Il y eut un instant de silence.
— Alors c’est surtout pour cela que vous n’avez jamais relu ses journaux ? dit Anna. Et que vous les avez gardés au fond de votre cave. Parce que ça vous rappelait cet épisode douloureux.
Samuel Padalin acquiesça sans plus pouvoir parler. Il avait la gorge trop nouée pour qu’un son puisse en sortir.
— Une dernière question, monsieur Padalin, demanda Derek. Avez-vous un tatouage sur le corps ?
— Non, murmura-t-il.
— Puis-je vous demander de relever votre chemise ? Ce n’est qu’une vérification de routine.
Samuel Padalin obtempéra en silence et retira sa chemise. Pas de tatouage d’aigle.
Et si l’amant éconduit, ne supportant pas de perdre Meghan l’avait tuée ?
Il ne fallait négliger aucune piste. Après notre visite à Samuel Padalin, nous nous rendîmes à l’hôtel de la Rose du Nord, à Bridgehampton. Évidemment, lorsque nous expliquâmes au réceptionniste que nous cherchions à identifier un homme ayant loué une chambre le 6 juin 1994, il nous rit au nez.
— Donnez-nous le relevé de toutes les réservations du 5 au 7 juin et nous étudierons les noms nous-mêmes, lui dis-je.
— Monsieur, vous ne comprenez pas, me répondit-il. Vous me parlez de 1994. On avait encore des fiches écrites à la main à cette époque-là. Il n’y a aucune base informatique que je puisse utiliser pour pouvoir vous aider.
Pendant que je parlementais avec l’employé, Derek faisait les cent pas dans le lobby de l’hôtel. Il posa son regard sur le mur d’honneur, auquel étaient accrochées des photographies des clients célèbres, acteurs, écrivains, metteurs en scène. Soudain, Derek attrapa un cadre.
— Monsieur, que faites-vous ? demanda le réceptionniste, vous ne pouvez pas…
— Jesse ! Anna ! cria Derek, venez voir !
Nous accourûmes à ses côtés et nous découvrîmes une photo de Meta Ostrovski, vingt ans plus jeune, en costume de soirée, qui posait, tout sourire, aux côtés de Meghan Padalin.

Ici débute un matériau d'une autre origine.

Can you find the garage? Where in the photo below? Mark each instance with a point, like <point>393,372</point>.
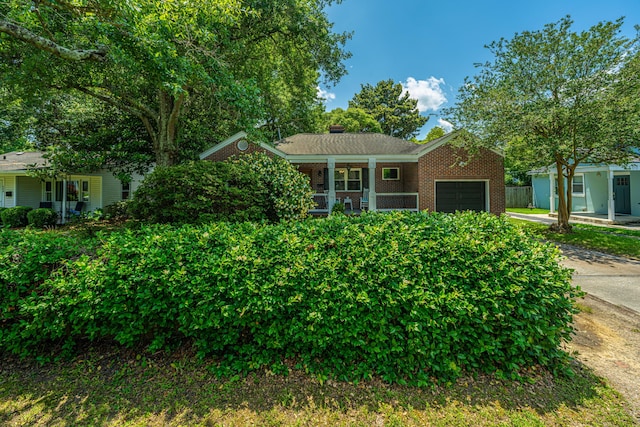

— Où a été prise cette photo ? demandai-je à l’employé.
— Lors de la soirée du Nouvel an 1994, répondit-il. Cet homme est le critique Ostrovski et…
— Ostrovski était l’amant de Meghan Padalin ! s’écria Anna.
Nous nous rendîmes immédiatement au Palace du Lac. En pénétrant dans le lobby de l’hôtel, nous tombâmes sur le directeur.
— Déjà ? s’étonna-t-il en nous voyant. Mais je viens à peine d’appeler.
— Appeler qui ? demanda Derek.
— Eh bien, la police, répondit le directeur. C’est à propos de Meta Ostrovski : il vient de quitter l’hôtel, apparemment une urgence à New York. Ce sont les femmes de chambre qui m’ont prévenu.
— Mais de quoi, bon sang ? s’impatienta Derek.
— Venez, suivez-moi.
Le directeur nous conduisit jusqu’à la suite 310 qu’avait occupée Ostrovski et ouvrit la porte au moyen de son passe. Nous pénétrâmes dans la chambre et nous découvrîmes alors, collés au mur, une multitude d’articles concernant le quadruple meurtre, la disparition de Stephanie, notre enquête, et partout des photos de Meghan Padalin.